Google Cloud Professional Data Engineer — Question 203
You have a network of 1000 sensors. The sensors generate time series data: one metric per sensor per second, along with a timestamp. You already have 1 TB of data, and expect the data to grow by 1 GB every day. You need to access this data in two ways. The first access pattern requires retrieving the metric from one specific sensor stored at a specific timestamp, with a median single-digit millisecond latency. The second access pattern requires running complex analytic queries on the data, including joins, once a day. How should you store this data?
Answer options
- A. Store your data in BigQuery. Concatenate the sensor ID and timestamp, and use it as the primary key.
- B. Store your data in Bigtable. Concatenate the sensor ID and timestamp and use it as the row key. Perform an export to BigQuery every day.

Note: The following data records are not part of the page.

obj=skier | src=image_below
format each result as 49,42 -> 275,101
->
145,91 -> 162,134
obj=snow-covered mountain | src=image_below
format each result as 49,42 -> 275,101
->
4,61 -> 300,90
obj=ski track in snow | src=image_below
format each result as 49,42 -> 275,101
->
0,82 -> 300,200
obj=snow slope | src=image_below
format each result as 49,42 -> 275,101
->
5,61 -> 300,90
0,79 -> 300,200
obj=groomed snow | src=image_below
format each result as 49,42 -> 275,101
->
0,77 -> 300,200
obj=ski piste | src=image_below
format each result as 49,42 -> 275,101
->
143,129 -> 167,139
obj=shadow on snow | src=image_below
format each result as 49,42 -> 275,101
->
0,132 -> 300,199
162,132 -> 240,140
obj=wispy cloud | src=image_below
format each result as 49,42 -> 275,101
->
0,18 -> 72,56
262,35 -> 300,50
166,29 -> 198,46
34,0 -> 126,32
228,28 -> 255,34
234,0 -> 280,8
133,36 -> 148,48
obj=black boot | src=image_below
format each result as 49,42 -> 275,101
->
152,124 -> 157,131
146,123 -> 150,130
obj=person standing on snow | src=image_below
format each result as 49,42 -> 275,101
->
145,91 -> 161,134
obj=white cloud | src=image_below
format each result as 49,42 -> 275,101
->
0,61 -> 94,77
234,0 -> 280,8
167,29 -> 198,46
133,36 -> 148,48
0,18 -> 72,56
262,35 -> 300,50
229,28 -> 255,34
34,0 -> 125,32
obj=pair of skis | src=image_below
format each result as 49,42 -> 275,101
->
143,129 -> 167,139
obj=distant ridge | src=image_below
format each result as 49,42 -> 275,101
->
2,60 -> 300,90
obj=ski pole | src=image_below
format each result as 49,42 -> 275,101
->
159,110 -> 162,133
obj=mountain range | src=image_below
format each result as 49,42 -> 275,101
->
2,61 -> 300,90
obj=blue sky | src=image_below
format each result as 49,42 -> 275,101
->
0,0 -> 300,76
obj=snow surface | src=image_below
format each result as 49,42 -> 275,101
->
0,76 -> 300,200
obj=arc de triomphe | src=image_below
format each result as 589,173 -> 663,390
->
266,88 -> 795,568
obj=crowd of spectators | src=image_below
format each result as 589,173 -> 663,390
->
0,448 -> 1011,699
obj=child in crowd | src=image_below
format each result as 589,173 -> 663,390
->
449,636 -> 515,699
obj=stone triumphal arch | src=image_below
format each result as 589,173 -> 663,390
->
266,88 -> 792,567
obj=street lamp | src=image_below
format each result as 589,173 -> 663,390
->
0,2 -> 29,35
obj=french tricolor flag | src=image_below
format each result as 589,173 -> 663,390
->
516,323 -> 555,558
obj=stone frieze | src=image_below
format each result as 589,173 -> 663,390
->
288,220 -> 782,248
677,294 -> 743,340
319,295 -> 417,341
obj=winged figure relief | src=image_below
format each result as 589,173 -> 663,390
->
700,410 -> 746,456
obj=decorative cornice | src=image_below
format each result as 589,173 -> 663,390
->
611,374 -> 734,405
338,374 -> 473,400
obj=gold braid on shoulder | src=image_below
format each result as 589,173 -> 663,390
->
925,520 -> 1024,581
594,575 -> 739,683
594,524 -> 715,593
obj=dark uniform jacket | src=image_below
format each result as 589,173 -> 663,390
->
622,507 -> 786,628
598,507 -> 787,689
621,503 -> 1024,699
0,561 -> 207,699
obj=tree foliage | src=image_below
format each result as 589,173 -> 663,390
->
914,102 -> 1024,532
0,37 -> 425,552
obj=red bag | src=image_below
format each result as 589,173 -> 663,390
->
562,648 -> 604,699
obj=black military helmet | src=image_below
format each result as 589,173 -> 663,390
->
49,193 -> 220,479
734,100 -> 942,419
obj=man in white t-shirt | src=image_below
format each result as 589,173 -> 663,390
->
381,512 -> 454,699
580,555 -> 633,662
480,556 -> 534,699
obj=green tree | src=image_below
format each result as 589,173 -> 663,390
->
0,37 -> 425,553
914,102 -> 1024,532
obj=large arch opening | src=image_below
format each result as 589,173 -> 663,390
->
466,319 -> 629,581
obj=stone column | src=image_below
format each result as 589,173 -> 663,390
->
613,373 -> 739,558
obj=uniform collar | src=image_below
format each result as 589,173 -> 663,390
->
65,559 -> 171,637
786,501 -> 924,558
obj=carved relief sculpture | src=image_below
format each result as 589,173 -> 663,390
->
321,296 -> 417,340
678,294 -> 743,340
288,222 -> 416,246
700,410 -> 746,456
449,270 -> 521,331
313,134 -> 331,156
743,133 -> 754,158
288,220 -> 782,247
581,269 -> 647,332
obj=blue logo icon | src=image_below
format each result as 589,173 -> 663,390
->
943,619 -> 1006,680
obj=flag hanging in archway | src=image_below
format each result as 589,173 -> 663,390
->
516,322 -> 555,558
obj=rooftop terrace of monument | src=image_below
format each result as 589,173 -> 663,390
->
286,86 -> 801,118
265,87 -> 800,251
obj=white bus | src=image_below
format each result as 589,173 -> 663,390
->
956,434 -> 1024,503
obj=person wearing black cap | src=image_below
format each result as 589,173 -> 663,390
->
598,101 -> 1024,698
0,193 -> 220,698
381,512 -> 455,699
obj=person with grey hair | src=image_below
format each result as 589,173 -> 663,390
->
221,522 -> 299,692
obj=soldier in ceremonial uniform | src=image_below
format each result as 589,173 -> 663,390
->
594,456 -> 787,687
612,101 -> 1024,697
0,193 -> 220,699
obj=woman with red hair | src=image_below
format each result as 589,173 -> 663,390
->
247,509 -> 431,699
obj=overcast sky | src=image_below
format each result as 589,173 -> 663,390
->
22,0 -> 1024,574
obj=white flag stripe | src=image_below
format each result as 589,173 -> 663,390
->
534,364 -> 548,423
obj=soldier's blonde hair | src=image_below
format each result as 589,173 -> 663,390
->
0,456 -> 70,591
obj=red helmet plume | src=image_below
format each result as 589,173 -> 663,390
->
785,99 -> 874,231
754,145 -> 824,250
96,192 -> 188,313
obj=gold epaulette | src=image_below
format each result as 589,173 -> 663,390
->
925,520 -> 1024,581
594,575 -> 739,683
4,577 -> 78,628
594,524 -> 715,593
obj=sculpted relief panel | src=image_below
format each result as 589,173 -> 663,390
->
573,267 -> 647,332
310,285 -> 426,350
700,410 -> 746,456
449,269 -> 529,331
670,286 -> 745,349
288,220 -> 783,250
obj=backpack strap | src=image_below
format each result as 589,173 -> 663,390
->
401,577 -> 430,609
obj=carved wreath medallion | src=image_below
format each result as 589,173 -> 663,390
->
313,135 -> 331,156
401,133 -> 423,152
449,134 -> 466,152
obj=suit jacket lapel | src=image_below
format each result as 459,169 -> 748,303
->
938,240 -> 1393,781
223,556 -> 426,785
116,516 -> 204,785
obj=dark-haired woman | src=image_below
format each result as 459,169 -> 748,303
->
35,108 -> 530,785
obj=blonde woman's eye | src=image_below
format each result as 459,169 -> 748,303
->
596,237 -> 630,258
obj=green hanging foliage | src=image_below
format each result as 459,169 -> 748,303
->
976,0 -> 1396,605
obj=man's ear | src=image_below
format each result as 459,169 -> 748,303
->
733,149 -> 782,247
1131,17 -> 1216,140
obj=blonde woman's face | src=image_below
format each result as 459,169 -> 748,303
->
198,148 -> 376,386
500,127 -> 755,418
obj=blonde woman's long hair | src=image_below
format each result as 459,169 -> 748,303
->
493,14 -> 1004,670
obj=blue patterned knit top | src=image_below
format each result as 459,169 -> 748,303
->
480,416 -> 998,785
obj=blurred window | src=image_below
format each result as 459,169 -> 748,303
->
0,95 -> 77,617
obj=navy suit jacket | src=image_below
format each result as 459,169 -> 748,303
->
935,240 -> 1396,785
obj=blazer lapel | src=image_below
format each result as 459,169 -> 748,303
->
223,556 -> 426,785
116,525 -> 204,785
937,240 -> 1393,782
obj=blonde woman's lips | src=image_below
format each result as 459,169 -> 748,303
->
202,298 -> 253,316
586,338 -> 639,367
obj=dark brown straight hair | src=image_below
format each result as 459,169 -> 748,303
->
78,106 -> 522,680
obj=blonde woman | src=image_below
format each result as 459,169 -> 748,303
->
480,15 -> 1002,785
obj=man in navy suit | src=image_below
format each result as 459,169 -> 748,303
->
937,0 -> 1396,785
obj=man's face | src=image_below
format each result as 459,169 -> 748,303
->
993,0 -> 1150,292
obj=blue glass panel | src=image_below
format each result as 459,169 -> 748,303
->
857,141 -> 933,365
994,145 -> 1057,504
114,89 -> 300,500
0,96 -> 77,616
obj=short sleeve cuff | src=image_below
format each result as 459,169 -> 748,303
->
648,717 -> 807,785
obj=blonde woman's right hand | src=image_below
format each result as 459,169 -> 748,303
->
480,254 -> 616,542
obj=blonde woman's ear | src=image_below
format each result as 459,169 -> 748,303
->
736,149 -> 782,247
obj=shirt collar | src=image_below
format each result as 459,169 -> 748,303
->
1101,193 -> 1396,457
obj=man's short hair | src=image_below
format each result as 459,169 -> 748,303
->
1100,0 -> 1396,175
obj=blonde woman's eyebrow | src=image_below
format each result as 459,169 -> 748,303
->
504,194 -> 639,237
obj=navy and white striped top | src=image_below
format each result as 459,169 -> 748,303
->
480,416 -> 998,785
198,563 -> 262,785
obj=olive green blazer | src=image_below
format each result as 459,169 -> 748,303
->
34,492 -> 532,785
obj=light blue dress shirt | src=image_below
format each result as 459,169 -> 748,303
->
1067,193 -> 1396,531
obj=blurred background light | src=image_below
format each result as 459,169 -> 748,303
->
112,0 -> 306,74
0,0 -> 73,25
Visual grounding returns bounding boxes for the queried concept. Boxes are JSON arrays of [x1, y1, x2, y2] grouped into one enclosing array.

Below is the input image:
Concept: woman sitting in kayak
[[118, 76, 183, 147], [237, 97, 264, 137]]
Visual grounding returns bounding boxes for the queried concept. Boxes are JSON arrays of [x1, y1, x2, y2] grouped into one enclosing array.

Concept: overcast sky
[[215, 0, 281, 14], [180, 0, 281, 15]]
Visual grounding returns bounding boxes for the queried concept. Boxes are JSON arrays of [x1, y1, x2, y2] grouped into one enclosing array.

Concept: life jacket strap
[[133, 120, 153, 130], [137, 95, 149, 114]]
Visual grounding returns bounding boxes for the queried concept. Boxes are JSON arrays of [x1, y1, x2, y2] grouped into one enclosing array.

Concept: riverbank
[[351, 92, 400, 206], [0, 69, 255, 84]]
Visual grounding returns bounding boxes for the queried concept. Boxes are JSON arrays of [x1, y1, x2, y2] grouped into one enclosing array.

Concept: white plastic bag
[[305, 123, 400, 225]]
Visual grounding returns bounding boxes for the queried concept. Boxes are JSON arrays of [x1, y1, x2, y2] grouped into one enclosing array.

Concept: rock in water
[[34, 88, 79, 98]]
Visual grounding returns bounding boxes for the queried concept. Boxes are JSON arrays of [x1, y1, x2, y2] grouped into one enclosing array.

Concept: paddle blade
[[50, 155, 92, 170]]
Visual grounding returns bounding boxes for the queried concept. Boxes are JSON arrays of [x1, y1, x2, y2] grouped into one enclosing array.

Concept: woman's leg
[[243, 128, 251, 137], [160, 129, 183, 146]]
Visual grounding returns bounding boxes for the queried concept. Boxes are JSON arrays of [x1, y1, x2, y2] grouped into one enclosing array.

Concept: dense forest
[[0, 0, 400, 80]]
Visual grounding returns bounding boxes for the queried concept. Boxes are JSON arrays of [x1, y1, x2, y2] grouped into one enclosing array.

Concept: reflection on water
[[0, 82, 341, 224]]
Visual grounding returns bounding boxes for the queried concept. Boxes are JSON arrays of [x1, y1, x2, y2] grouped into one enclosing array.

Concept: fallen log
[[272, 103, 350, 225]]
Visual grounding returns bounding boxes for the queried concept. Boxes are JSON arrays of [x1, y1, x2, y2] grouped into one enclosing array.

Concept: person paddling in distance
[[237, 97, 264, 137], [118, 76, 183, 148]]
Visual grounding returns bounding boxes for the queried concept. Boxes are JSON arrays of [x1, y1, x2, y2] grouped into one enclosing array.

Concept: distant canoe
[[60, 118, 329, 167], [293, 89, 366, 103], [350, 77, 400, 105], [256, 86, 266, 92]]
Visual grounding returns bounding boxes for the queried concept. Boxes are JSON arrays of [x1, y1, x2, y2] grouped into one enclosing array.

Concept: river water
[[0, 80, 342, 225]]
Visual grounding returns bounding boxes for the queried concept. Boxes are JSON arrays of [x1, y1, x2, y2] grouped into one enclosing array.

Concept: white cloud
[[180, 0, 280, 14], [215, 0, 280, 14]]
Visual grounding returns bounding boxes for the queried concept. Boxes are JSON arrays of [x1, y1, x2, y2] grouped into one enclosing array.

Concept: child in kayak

- C. Store your data in Bigtable. Concatenate the sensor ID and metric, and use it as the row key. Perform an export to BigQuery every day.
- D. Store your data in BigQuery. Use the metric as a primary key.
Correct answer: B
Explanation
Option B is the correct choice because Bigtable is optimized for low-latency read operations, which is essential for retrieving metrics at specific timestamps. Additionally, exporting data to BigQuery enables complex analytics and joins once a day. The other options either do not meet the latency requirements or do not effectively utilize the capabilities of Bigtable for the specified use cases.